Web scraping in R

[This article was first published on R on Stats and R, and kindly contributed to R-bloggers]. (You can report issue about the content on this page here)
Want to share your content on R-bloggers? click here if you have a blog, or here if you don't.

This post has been written in collaboration with Pietro Zanotta.

Introduction

Almost anyone is familiar with web pages (otherwise you would not be here), but what if we tell you that how you see a site is different from how Google or your browser does?

In fact, when you type any site address in your browser, your browser will download and render the page for you, but for rendering the page it needs some instructions.

There are 3 types of instructions:

  • HTML: describes a web page’s infrastructure;
  • CSS: defines the appearance of a site;
  • JavaScript: decides the behavior of the page.

Web scraping is the art of extracting information from the HTML, CSS and Javascript lines of code. The term usually refers to an automated process, which is less error-prone and faster than gathering data by hand.

It is important to note that web scraping can raise ethical concerns, as it involves accessing and using data from websites without the explicit permission of the website owner. It is a good practice to respect the terms of use for a website, and to seek written permission before scraping large amounts of data.

This article aims to cover the basics of how to do web scraping in R. We will conclude by creating a database on Formula 1 drivers from Wikipedia.

Note that this article doesn’t want to be exhaustive on topic.

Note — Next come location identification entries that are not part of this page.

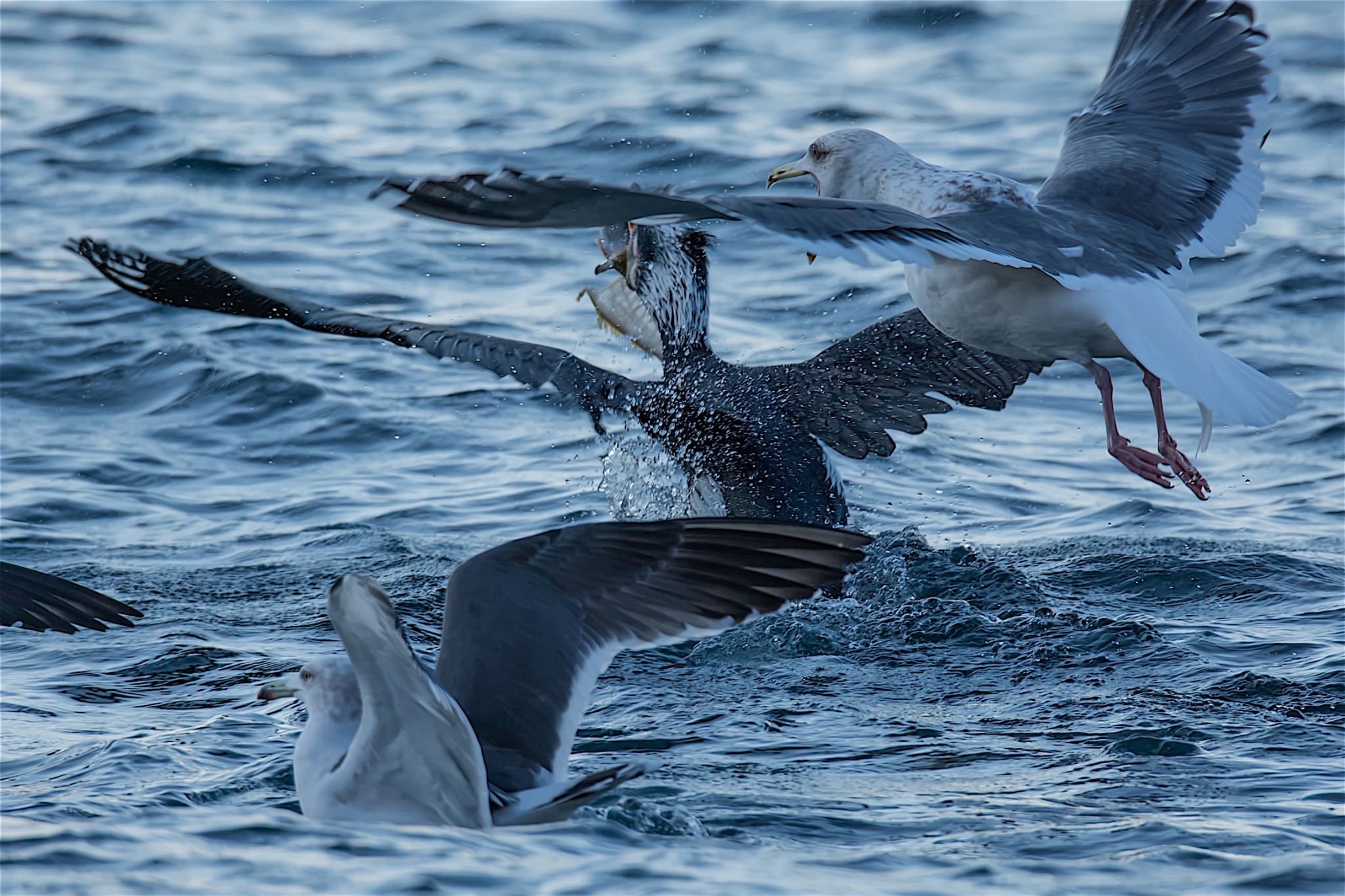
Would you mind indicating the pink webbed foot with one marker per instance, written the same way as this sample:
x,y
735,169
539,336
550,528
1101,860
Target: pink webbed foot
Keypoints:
x,y
1183,467
1143,464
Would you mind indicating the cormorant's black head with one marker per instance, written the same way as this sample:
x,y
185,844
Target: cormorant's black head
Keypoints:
x,y
667,269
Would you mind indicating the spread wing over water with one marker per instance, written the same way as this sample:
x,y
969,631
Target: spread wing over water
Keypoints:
x,y
1161,165
530,625
1172,139
41,601
876,381
195,282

To learn more, see this section.

HTML and CSS

Before starting it is important to have a basic knowledge of HTML and CSS. This section aims to briefly explain how HTML and CSS work, to learn more we leave you some resources at the bottom of this article.

Feel free to skip this section if you already are knowledgeable in this topic.

Starting from HTML, an HTML file looks like the following piece of code.

<!DOCTYPE html>
<html lang="en">
<body>

<h1 href="https://en.wikipedia.org/wiki/Carl_Friedrich_Gauss"> Carl Friedrich Gauss</h1>
<h2> Biography </h2>
<p> Johann Carl Friedrich Gauss was born on 30 April 1777 in Brunswick. </p>
<h2> Profession </h2>
<p> Gauss is considered as one of the greatest mathematician, statistician and physicist of all time. </p>

</body>
</html>

Those instructions produce the following:

As you read above, HTML is used to describe the infrastructure of a web page, for example we may want to define the headings, the paragraphs, etc.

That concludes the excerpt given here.